Ann fece un passo verso di lui. «Sciocco! Avete almeno una vaga idea di quante innovazioni tecniche vi sono in una tromba? La Regola dell’Uno?… Ma fatemi il piacere!»
«Una tromba primitiva» continuò Forzon con pazienza. «Una tuba, senza pistoni. La maggior parte dei mondi, a un certo punto della sua evoluzione musicale, ne ha creato una. Può diventare uno splendido e artistico strumento. Richiede solo la fabbricazione di un tubo metallico, convenientemente ricurvo. Se gli operai kurriani che lavorano il metallo sanno già fare il tubo, la mia sola innovazione consisterà nel modo di usarlo,» Si fermò, poi proseguì in tono pensoso. «Salvo forse per l’imboccatura. È il bocchino a tramutare uno strumento che fa rumore in uno strumento musicale; deve essere sagomata a forma di coppa schiacciata perché sia realmente efficiente. Strano che i kurriani non abbiano strumenti a fiato. Già… la tromba è un’evoluzione del corno, e i corni più primitivi sono quelli degli animali. Tutti gli animali che ho visto su questo pianeta sono senza corna. Alcuni popoli primitivi usano trombe fatte con una conchiglia. Non vi è, che voi sappiate, sul pianeta Gurnil qualche animale il cui guscio si possa adattare a scopi musicali?»
«Addio» disse lei.
«Non c’è bisogno di scappare così presto, nessuno fa l’appello nei dormitori delle moncopoli. Se noi vogliamo passeggiare di notte è affar nostro. La regola di non interferenza è molto utile davvero.»
«Me ne vado. Sono venuta qui solo per vedervi, per sentire quali sono i vostri grandi piani. Dirò a Paul che siete troppo occupato a consolare un musicista depresso per curarvi di noi. Se mi affretto potrò raggiungere una sede della Squadra B prima dell’alba, e noi dell’ERI abbiamo da fare. Addio.»
«Aspettate!» implorò Forzon. «La faccenda di Tor…»
«…È molto interessante, non ne dubito. Avete tutto il tempo che occorre per svilupparla, perché temo occorra molto tempo prima che vi possiamo fornire un’identità non rischiosa.

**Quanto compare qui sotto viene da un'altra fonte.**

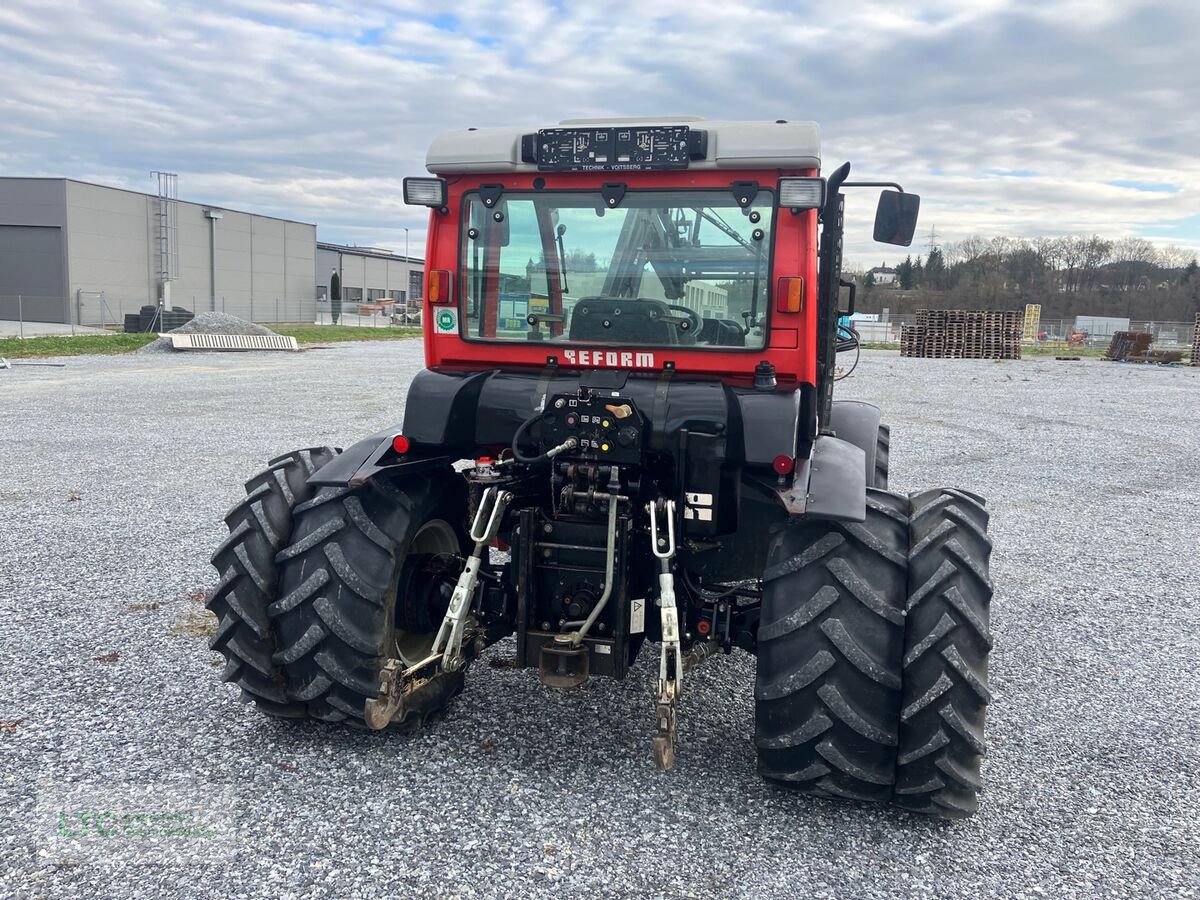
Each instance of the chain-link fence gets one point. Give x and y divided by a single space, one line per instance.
100 310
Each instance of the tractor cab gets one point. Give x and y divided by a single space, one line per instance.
625 435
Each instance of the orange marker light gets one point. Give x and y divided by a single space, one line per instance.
790 295
439 287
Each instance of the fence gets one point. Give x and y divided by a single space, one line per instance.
90 310
1168 335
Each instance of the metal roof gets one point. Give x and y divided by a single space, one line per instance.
731 144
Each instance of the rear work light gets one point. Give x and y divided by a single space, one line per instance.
425 192
801 193
790 295
439 288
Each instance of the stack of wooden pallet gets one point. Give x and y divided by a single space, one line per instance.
963 334
1128 343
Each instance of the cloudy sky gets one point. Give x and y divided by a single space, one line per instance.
1009 118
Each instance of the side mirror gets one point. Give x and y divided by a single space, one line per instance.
895 217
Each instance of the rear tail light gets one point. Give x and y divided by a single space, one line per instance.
439 288
797 193
790 295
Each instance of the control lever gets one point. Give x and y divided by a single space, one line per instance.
663 544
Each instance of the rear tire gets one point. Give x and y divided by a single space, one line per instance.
882 445
827 697
342 612
946 655
259 526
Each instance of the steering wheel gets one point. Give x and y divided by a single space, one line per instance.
697 324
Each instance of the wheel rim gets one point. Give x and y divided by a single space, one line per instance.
436 538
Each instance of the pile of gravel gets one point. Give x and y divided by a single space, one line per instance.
208 323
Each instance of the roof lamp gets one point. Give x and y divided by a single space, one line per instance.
802 192
425 192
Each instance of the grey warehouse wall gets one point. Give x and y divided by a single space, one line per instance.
33 257
264 267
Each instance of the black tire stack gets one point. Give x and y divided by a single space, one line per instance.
873 653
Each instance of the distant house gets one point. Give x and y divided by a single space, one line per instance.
883 275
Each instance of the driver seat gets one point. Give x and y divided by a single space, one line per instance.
634 322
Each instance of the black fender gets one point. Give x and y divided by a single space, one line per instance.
831 484
371 456
858 423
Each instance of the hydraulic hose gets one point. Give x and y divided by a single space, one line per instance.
576 637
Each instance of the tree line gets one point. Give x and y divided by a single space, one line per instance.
1068 276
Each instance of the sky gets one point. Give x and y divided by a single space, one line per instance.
1009 118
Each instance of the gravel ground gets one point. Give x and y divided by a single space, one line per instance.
209 323
118 472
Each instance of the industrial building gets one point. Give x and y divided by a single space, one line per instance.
84 253
369 275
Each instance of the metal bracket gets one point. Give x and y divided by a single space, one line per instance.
448 642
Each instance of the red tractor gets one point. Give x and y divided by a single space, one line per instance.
625 436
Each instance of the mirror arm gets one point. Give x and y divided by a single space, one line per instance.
873 184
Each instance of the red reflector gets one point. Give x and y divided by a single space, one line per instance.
438 289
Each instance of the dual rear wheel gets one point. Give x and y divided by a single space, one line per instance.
873 654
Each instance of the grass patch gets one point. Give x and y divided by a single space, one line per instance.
71 345
118 343
1061 349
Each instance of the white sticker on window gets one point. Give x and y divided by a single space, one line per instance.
636 617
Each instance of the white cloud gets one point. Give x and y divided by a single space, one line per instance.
1009 117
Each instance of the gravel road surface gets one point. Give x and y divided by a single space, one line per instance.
117 473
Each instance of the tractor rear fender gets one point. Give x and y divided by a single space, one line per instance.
363 461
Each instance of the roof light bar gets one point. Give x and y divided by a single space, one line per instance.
798 193
425 192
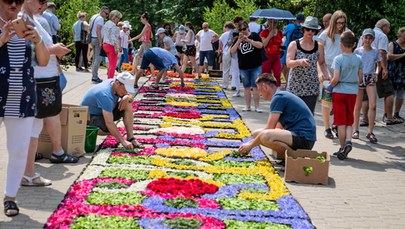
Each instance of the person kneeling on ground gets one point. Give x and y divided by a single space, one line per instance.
110 101
162 60
299 129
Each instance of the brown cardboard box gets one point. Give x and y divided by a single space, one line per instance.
74 121
297 161
278 156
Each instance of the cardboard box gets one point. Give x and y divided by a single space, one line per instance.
74 121
278 156
302 166
215 73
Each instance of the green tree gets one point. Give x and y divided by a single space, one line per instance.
67 14
216 16
364 14
221 12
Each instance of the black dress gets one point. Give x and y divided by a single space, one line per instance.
396 69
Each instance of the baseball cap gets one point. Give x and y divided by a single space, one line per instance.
128 80
368 32
127 25
182 29
300 17
51 4
160 30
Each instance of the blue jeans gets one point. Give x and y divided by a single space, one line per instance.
250 75
96 57
123 58
209 55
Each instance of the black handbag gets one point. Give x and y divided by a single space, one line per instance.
49 97
102 52
264 55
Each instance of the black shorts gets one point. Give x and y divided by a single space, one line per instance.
179 49
300 143
49 97
384 87
98 120
191 50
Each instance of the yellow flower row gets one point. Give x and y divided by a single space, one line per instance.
238 125
194 153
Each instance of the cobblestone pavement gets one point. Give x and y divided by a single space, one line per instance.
364 191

Frattanto qui siete perfettamente al sicuro.»
Si allontanò nella notte, ed egli continuò lungamente a guardare nella sua direzione. Infine tornò nel suo alloggio. Per il resto della notte rimase seduto, a gambe incrociate, sul suo pagliericcio, smarrito nei suoi pensieri. Alle prime luci dell’alba andò a rovistare nei secchi delle immondizie in cerca di qualche pezzo di pergamena. Impiegò parte della mattinata a fare schizzi.
Quando uno di questi gli parve soddisfacente, lo portò dai lavoratori del metallo: era il disegno di una tromba senza pistoni.